With a prize of SR500,000 ($133,200) at stake, the WFL will consist of preliminary rounds taking place across the three cities to establish regional champions. The winners then progress to a knockout competition, the WFL Champions Cup, to determine the national champion of Saudi Arabia with the date of the final to be announced later in the season. 

“With the boundless support of His Majesty King Salman, HRH Crown Prince Mohammed bin Salman and Chairman of the General Sports Authority, HRH Prince Abdul Aziz bin Turki Al-Faisal, the commencement of the Saudi Women’s Football League is one more major leap forward for the future of our country, our health, our youth, and our ambitions to see every athlete be recognized and nurtured to their fullest capability,” said Prince Khaled. 

Women’s football is one of the world’s fastest growing sports and the 2019 Fifa Women’s World Cup raised its profile to unprecedented levels, inspiring greater participation across the globe.

Inspiration for female footballers at grass roots level has come from closer to home, Prince Khaled told Arab News.

“I think a big inspiration for young Saudi women to get involved in community level football is the Saudi Greens Team,” he said, referencing an all-female team established by the SFA. “The Saudi Greens placed second in the Global Goals World Cup last year, and this was a huge moment for young female athletes in the Kingdom. The tournament, staged alongside the 2019 United Nations General Assembly, was something the Greens Team worked toward by initially competing and ranking in Copenhagen. That round then qualified the Saudi Greens for the New York finals. The Sports for All Federation sponsored the team, and I think if anything is motivating young Saudi women to go for community football, its seeing Saudi girls get out there and represent the country.”

In the long term, Prince Khaled also sees the WFL is a pivotal initiative of the Saudi Sports for All Federation and and major driver behind the realisation of Vision 2030 for a healthier and more active society.

SFA Managing Director Ms. Shaima Saleh Alhusseini believes the WFL launch will significantly improve the visibility of women in sports as well as prioritise their fitness, health, and wellness.

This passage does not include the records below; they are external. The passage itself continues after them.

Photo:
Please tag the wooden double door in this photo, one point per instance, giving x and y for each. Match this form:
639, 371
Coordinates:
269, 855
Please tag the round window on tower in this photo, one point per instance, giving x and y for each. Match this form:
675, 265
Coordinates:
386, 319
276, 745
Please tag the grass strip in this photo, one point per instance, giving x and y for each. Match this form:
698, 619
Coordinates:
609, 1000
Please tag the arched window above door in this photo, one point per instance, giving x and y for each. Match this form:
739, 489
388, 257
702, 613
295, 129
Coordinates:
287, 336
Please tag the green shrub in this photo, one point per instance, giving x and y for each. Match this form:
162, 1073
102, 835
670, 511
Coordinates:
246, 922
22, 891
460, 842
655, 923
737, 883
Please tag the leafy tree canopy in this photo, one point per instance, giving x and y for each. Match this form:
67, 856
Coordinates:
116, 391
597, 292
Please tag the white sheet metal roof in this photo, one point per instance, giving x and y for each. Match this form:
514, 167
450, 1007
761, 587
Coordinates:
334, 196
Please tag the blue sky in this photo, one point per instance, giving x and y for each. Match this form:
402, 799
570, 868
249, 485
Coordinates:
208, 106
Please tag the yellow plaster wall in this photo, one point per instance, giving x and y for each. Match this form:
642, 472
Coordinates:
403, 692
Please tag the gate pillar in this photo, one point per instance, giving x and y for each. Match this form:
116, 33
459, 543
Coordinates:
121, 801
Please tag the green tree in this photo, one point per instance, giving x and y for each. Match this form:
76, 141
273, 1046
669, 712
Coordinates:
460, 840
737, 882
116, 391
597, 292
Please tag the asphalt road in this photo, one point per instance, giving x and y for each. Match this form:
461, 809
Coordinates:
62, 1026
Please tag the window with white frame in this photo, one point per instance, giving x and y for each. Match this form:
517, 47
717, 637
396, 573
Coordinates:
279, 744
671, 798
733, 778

“Empowering women comes through positive and proactive programmes like the WFL that have been conceptualised to continue to have lasting impact on health, fitness, and wellbeing,” she said. “The SFA, committed to putting women at the forefront of our mission to grow Saudi Arabia’s healthy and active community, continues to engage public and private sector stakeholders to realise this aim together.”

Ms. Alhusseini said that this was a qualitative shift in women’s sports in the Kingdom, and that the WFL will also contribute numerous technical and administrative gains as well as increase experiences. 

“Spearheaded by SFA Director of Sports Development Ms. Sara Aljawini, the SFA team members who structured the WFL studied all aspects of the new League, conducting continuous workshops to ensure the wider WFL infrastructure and lasting impact metrics,” she added. 

The SFA has ensured that the football pitches are ready for the start of the WFL in March 2020, with all-female organisational and technical teams in place to manage the various committees working towards delivering the League. The WFL infrastructure teams will address and complete administrative requirements, refereeing, and technical and medical issues. 

A significant boon of the overall WFL programme is that coaching and refereeing courses are planned to further develop the country’s infrastructure for women in sports. The SFA’s investment in the WFL includes both women’s coaching and women’s refereeing training to fully flesh out the far-reaching program’s potential and maintenance. 

At a later stage, SFA and WFL will be communicating details on additional leagues and football events and festivals targeting girls aged 16 and below. These competitions, under the banner of “Beyond Football”, will focus on building a strong base for future participation at community level, beginning with girls aged five.